Stealing series and films is wrong, and offenders should be punished. But legal operators could do more to service audience demand.
New solutions needed to curb television piracy
No matter which way you look at it, theft is theft. Of course, there are degrees of the offence: for example, taking a pen home from the office isn’t viewed as seriously as carjacking or bank robbery. But where in that spectrum does the piracy of television series and movies fall? Judging by their actions, many people don’t consider piracy as a big issue. As The National reported yesterday, more than a million set-top boxes capable of allowing pirate access to pay-television are imported into Gulf Cooperation Council countries each year. When you add to that the presence of unlicensed satellite channels that offer pirated material and the inestimable amount of illegal downloading, it is clearly a serious problem.
Licensed broadcasters have, rightly, voiced strong concerns about the proliferation of pirated content available to the public through illegal channels. The MBC group and pay-television provider OSN have teamed up to try to close illegal stations, some of whom are showing films that are still screening in cinemas, and to stop the importation of devices that access pay-TV channels for free.

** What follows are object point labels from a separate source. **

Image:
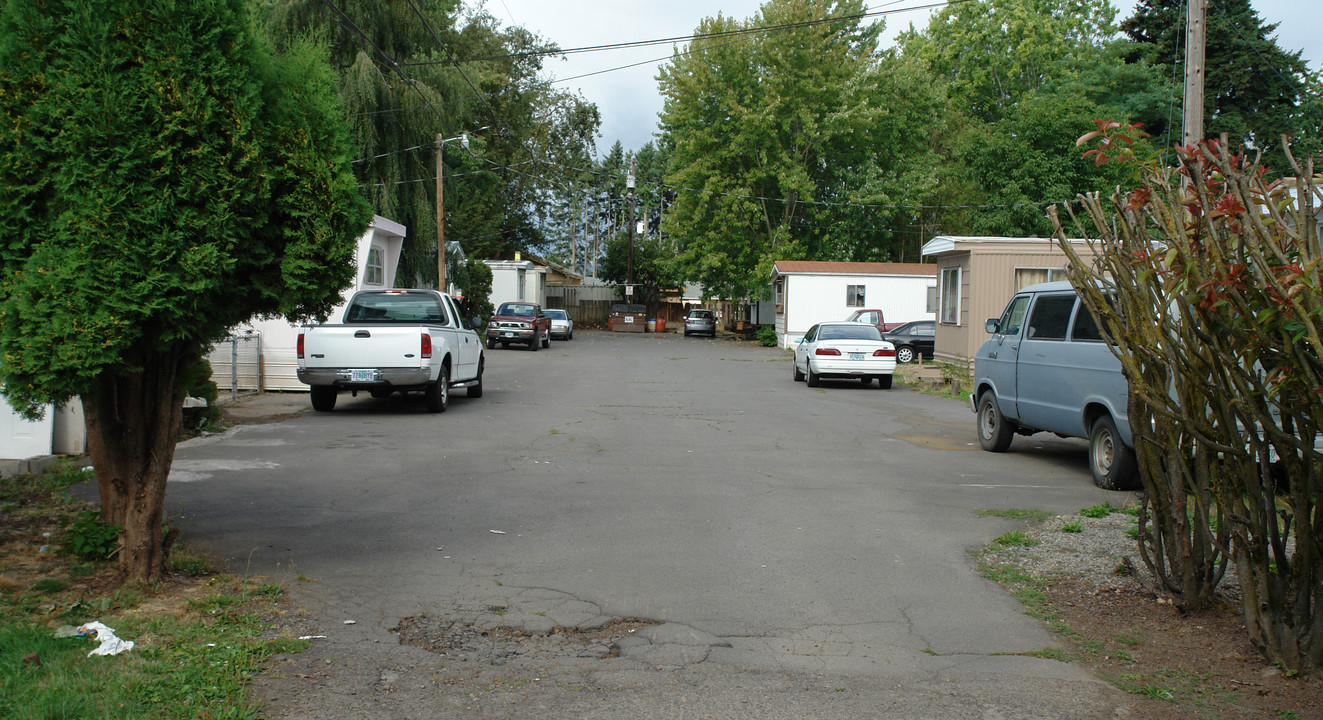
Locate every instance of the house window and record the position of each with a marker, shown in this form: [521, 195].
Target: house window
[1025, 277]
[375, 273]
[950, 314]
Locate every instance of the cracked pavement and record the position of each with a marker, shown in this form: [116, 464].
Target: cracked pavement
[638, 526]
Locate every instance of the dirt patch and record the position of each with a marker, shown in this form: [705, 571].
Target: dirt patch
[1196, 666]
[499, 645]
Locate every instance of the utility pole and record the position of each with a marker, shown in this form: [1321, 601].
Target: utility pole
[629, 183]
[1196, 24]
[441, 207]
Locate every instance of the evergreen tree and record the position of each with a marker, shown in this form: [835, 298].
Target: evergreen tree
[164, 176]
[1253, 89]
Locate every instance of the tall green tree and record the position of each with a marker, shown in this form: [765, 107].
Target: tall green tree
[1024, 78]
[1254, 90]
[164, 175]
[768, 133]
[410, 70]
[994, 52]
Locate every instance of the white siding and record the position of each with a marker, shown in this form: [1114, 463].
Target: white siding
[818, 298]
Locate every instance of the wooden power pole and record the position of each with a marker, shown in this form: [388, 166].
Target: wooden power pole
[1196, 25]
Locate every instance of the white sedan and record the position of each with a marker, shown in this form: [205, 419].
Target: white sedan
[844, 350]
[562, 327]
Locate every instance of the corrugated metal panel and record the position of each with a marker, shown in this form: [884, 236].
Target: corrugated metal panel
[811, 299]
[585, 303]
[988, 282]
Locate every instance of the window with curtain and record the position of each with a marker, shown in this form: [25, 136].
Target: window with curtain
[375, 273]
[950, 295]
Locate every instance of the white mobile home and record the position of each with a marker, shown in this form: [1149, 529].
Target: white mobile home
[517, 281]
[806, 293]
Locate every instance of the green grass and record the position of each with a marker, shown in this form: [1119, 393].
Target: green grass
[1097, 511]
[192, 665]
[1015, 539]
[1014, 514]
[192, 659]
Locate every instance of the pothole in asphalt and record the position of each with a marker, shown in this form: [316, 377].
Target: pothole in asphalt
[466, 642]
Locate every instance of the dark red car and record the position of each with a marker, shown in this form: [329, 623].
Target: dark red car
[521, 323]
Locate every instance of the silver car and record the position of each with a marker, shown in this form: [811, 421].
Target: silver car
[844, 350]
[562, 327]
[700, 322]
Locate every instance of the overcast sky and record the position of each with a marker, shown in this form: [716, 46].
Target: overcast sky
[629, 98]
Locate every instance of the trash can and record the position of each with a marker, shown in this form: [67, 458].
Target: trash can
[629, 318]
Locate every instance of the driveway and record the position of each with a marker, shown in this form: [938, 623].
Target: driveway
[700, 535]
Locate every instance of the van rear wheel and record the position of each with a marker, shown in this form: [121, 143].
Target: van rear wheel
[1113, 465]
[995, 430]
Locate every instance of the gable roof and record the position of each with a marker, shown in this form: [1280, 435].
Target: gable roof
[823, 268]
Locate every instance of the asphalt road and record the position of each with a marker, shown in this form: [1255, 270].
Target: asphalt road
[783, 551]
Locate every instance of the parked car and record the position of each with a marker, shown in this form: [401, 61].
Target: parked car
[844, 350]
[912, 340]
[700, 322]
[562, 327]
[1047, 368]
[521, 323]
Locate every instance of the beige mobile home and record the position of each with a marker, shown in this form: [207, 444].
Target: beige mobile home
[978, 275]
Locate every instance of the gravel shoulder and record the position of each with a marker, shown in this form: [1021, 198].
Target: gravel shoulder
[1110, 620]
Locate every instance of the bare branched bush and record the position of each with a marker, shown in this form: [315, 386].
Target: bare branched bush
[1208, 281]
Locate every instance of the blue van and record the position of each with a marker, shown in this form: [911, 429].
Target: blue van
[1047, 368]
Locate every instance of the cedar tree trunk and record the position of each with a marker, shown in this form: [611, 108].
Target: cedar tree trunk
[134, 418]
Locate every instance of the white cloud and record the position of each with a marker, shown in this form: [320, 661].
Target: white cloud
[629, 98]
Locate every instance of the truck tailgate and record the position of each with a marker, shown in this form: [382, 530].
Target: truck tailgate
[363, 347]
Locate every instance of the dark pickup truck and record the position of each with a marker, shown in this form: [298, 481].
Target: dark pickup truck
[523, 323]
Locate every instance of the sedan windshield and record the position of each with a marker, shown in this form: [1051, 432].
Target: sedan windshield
[848, 332]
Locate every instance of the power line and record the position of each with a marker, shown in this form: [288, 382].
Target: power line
[692, 37]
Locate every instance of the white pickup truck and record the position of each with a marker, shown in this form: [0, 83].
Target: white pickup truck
[393, 340]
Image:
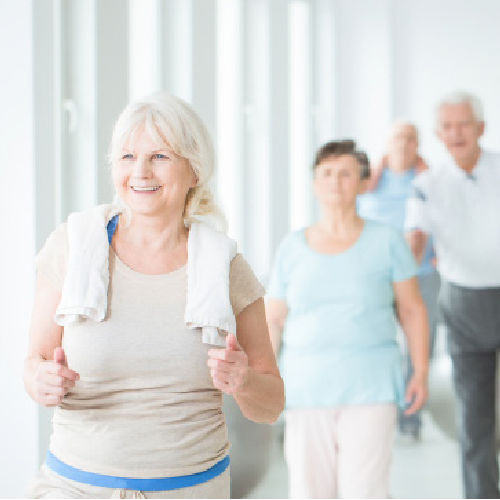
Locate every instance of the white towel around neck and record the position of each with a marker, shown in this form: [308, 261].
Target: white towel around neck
[85, 289]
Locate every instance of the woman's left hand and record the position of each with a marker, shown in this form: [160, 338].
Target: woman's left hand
[229, 366]
[416, 393]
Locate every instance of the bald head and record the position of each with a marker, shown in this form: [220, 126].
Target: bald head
[402, 146]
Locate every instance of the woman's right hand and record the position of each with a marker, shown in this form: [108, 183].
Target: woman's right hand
[53, 379]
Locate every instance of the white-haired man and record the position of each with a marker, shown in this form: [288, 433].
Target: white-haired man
[459, 205]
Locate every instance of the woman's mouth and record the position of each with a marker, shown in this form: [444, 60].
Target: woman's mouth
[149, 189]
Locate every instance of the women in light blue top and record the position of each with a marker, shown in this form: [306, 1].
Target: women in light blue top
[390, 187]
[331, 305]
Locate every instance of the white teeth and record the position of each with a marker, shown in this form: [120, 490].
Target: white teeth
[146, 189]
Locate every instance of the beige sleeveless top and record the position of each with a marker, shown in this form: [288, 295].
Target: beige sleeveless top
[145, 405]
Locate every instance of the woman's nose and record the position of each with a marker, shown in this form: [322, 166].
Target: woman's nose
[142, 167]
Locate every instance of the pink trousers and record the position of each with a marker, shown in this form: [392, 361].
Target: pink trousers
[342, 452]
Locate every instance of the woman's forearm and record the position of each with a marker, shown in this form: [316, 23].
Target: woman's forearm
[415, 326]
[262, 397]
[31, 365]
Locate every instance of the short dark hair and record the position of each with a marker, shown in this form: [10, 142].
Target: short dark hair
[341, 148]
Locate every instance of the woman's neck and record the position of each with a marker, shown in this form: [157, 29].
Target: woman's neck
[399, 165]
[154, 232]
[339, 221]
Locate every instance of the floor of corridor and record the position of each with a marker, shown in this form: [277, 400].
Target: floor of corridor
[429, 468]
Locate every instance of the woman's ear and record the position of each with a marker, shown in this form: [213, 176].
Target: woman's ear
[364, 186]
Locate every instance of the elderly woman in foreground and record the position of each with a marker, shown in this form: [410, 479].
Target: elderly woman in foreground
[144, 315]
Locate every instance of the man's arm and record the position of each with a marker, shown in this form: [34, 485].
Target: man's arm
[417, 240]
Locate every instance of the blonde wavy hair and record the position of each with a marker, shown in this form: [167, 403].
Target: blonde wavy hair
[173, 123]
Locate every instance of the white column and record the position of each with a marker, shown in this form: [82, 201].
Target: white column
[257, 134]
[279, 120]
[363, 72]
[18, 415]
[300, 72]
[323, 71]
[144, 47]
[229, 115]
[95, 72]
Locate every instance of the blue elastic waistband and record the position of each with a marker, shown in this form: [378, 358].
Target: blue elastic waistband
[156, 484]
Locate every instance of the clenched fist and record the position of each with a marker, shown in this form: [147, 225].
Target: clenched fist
[229, 366]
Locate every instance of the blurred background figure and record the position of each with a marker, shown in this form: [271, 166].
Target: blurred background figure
[389, 187]
[331, 293]
[458, 205]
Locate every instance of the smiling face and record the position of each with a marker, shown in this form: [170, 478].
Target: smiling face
[150, 178]
[460, 131]
[337, 181]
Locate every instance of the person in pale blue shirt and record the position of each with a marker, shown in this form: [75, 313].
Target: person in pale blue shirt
[330, 306]
[388, 191]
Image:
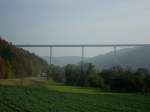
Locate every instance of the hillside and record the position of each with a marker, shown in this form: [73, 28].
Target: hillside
[132, 57]
[17, 62]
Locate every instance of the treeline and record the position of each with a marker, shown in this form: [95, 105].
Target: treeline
[113, 79]
[17, 62]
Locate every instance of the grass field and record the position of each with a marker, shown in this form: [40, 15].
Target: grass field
[52, 97]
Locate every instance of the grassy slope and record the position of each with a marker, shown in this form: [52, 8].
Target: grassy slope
[52, 97]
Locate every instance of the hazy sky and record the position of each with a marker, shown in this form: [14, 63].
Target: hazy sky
[75, 22]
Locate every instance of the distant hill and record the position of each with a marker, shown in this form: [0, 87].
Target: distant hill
[129, 57]
[63, 60]
[17, 62]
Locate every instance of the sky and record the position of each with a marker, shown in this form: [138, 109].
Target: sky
[75, 22]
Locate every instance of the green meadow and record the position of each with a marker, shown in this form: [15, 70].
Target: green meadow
[44, 96]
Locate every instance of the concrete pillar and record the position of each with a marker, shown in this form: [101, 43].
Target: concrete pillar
[50, 58]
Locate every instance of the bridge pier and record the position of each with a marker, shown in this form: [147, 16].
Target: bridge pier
[50, 57]
[115, 54]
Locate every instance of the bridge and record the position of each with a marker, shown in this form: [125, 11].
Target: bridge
[82, 46]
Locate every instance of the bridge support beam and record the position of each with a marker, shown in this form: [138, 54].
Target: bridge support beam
[50, 57]
[115, 54]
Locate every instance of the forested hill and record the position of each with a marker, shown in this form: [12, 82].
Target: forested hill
[17, 62]
[132, 57]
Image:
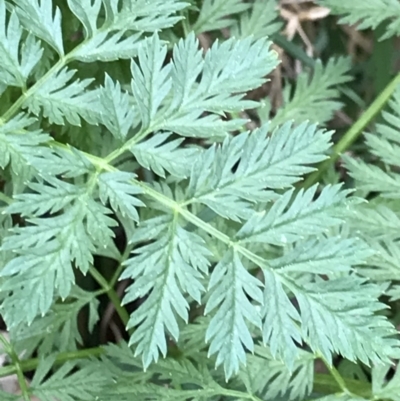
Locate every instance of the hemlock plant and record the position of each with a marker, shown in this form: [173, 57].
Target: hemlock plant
[240, 276]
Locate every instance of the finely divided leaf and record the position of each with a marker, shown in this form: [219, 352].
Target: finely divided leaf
[214, 14]
[340, 316]
[38, 17]
[16, 60]
[368, 14]
[315, 97]
[259, 21]
[230, 178]
[87, 12]
[160, 155]
[163, 271]
[60, 100]
[231, 287]
[118, 189]
[285, 222]
[118, 113]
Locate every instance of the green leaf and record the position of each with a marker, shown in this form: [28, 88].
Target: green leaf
[166, 269]
[17, 60]
[231, 286]
[315, 96]
[214, 14]
[281, 321]
[87, 12]
[118, 114]
[111, 42]
[339, 316]
[118, 189]
[58, 330]
[60, 101]
[259, 21]
[219, 90]
[16, 148]
[67, 383]
[46, 198]
[286, 223]
[272, 379]
[160, 155]
[231, 177]
[37, 17]
[368, 15]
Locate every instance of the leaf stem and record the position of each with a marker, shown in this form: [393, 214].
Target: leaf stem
[4, 198]
[354, 132]
[31, 364]
[17, 366]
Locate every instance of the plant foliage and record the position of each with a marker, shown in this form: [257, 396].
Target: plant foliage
[114, 125]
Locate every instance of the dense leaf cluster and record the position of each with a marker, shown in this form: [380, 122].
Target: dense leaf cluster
[227, 261]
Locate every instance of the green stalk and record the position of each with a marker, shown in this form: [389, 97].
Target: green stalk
[17, 366]
[31, 364]
[354, 132]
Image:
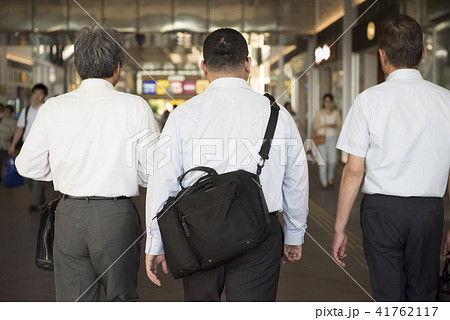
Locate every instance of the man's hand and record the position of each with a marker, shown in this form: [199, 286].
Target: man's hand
[151, 266]
[338, 245]
[292, 253]
[447, 244]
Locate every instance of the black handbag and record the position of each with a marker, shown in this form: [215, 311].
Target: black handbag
[44, 249]
[219, 217]
[444, 284]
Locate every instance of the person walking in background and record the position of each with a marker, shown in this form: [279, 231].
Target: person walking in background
[398, 134]
[296, 117]
[252, 276]
[7, 128]
[81, 140]
[26, 119]
[327, 123]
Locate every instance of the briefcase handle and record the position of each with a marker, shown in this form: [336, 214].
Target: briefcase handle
[208, 170]
[445, 271]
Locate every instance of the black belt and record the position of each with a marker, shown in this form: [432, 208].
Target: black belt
[65, 196]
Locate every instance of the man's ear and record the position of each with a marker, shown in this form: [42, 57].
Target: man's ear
[117, 71]
[424, 52]
[248, 64]
[203, 67]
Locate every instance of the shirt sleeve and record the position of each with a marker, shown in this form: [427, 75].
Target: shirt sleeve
[33, 159]
[354, 137]
[21, 120]
[295, 190]
[150, 132]
[167, 167]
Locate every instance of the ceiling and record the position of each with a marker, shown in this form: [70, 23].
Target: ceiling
[155, 16]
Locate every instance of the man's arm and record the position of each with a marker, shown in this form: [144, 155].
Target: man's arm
[148, 127]
[352, 176]
[167, 167]
[17, 135]
[33, 162]
[295, 197]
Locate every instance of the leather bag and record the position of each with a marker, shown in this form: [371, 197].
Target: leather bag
[444, 284]
[219, 217]
[44, 249]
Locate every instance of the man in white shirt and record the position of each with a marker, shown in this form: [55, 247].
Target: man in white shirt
[223, 128]
[398, 132]
[81, 140]
[26, 119]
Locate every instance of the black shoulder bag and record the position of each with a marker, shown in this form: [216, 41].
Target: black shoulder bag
[219, 217]
[44, 248]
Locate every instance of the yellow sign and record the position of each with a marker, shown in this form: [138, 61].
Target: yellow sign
[371, 30]
[161, 87]
[201, 85]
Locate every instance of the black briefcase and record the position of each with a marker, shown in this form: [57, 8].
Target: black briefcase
[218, 218]
[44, 249]
[444, 284]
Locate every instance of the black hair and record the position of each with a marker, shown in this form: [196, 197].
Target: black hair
[97, 52]
[40, 86]
[225, 50]
[401, 37]
[327, 95]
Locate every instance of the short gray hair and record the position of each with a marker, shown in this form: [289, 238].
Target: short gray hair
[98, 51]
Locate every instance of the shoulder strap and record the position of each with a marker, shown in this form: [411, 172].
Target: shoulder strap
[26, 117]
[270, 131]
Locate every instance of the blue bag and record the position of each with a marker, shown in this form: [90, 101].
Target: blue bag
[12, 178]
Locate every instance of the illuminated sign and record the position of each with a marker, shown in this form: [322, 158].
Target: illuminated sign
[371, 30]
[189, 87]
[201, 86]
[322, 53]
[176, 87]
[149, 87]
[161, 87]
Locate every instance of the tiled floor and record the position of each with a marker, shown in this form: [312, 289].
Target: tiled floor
[315, 278]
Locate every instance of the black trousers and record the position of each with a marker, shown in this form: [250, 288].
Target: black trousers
[402, 240]
[250, 277]
[89, 237]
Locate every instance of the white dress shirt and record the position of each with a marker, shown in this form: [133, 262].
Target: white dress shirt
[31, 116]
[223, 128]
[402, 128]
[79, 140]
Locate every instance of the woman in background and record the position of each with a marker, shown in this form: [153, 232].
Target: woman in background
[327, 123]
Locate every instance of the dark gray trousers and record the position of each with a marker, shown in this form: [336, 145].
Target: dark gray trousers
[37, 190]
[402, 240]
[251, 277]
[89, 237]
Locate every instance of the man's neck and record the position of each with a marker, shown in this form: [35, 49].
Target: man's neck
[215, 76]
[391, 69]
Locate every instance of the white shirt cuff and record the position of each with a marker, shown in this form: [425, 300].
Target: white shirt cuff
[154, 246]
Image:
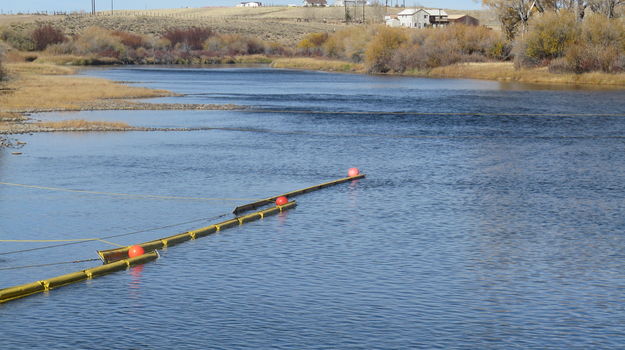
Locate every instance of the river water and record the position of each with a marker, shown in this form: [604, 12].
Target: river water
[491, 217]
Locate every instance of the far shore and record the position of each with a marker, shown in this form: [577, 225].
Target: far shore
[38, 88]
[57, 89]
[496, 71]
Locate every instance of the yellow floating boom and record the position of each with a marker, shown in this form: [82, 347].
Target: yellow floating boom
[111, 255]
[260, 203]
[12, 293]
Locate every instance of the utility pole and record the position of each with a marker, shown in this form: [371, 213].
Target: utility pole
[364, 3]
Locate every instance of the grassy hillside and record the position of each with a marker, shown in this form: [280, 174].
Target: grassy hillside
[286, 25]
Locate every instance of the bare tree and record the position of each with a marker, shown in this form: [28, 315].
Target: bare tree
[606, 7]
[514, 14]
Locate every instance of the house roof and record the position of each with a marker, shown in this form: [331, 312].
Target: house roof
[408, 12]
[431, 12]
[435, 12]
[316, 2]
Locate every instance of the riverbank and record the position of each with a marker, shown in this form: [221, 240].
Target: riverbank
[36, 88]
[498, 71]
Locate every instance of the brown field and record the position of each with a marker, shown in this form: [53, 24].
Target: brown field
[54, 90]
[80, 124]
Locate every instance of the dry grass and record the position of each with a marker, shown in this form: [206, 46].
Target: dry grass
[81, 124]
[32, 91]
[39, 69]
[504, 71]
[11, 19]
[318, 64]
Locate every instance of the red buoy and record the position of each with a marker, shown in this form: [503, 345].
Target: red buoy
[135, 251]
[353, 172]
[282, 200]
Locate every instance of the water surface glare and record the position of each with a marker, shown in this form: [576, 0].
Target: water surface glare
[482, 229]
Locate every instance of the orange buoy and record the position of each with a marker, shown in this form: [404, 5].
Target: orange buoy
[135, 251]
[353, 172]
[282, 200]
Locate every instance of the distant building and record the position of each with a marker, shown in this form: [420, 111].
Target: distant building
[250, 4]
[422, 18]
[315, 3]
[463, 19]
[392, 21]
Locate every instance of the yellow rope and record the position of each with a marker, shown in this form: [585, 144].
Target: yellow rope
[58, 240]
[124, 194]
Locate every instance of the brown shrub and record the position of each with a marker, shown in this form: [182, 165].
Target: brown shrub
[548, 37]
[189, 38]
[312, 43]
[46, 35]
[129, 39]
[98, 41]
[381, 48]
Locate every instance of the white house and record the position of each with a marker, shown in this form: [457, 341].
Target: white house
[413, 18]
[250, 4]
[392, 21]
[422, 18]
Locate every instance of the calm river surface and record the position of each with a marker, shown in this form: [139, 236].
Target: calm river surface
[492, 217]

While many people may not have sympathy for big corporations losing some of their profits, it’s important to understand that piracy eventually hurts consumers. We have seen evidence of this in the UAE with the disruption to beIN Sport’s broadcasts of English Premier League football. Rampant piracy has led to a limit to the number of EPL games being screened live. In the long term, piracy could also lead to a reduction in the number and quality of movies and series being made. If producers and broadcasters are not making money, they can’t pay for production costs.
The simple solution is that if you like a television show, you should be prepared to pay for it. The reality, though, is that many pay-TV packages are inflexible, making viewers pay for dozens of channels they don’t watch just to get the channels they want. And some channels delay the broadcast of programmes for an unreasonable period of time. Many viewers in the UAE want to see their favourite shows at the same time as they are broadcast in their countries of origin.
Technologies are emerging that make it possible for people to buy and view television programmes on demand, much as they do with music on iTunes and other services. While the broadcasters and production studios exercise their legal right to pursue the pirates, they should also be investing in better means of offering the service that so many people clearly want.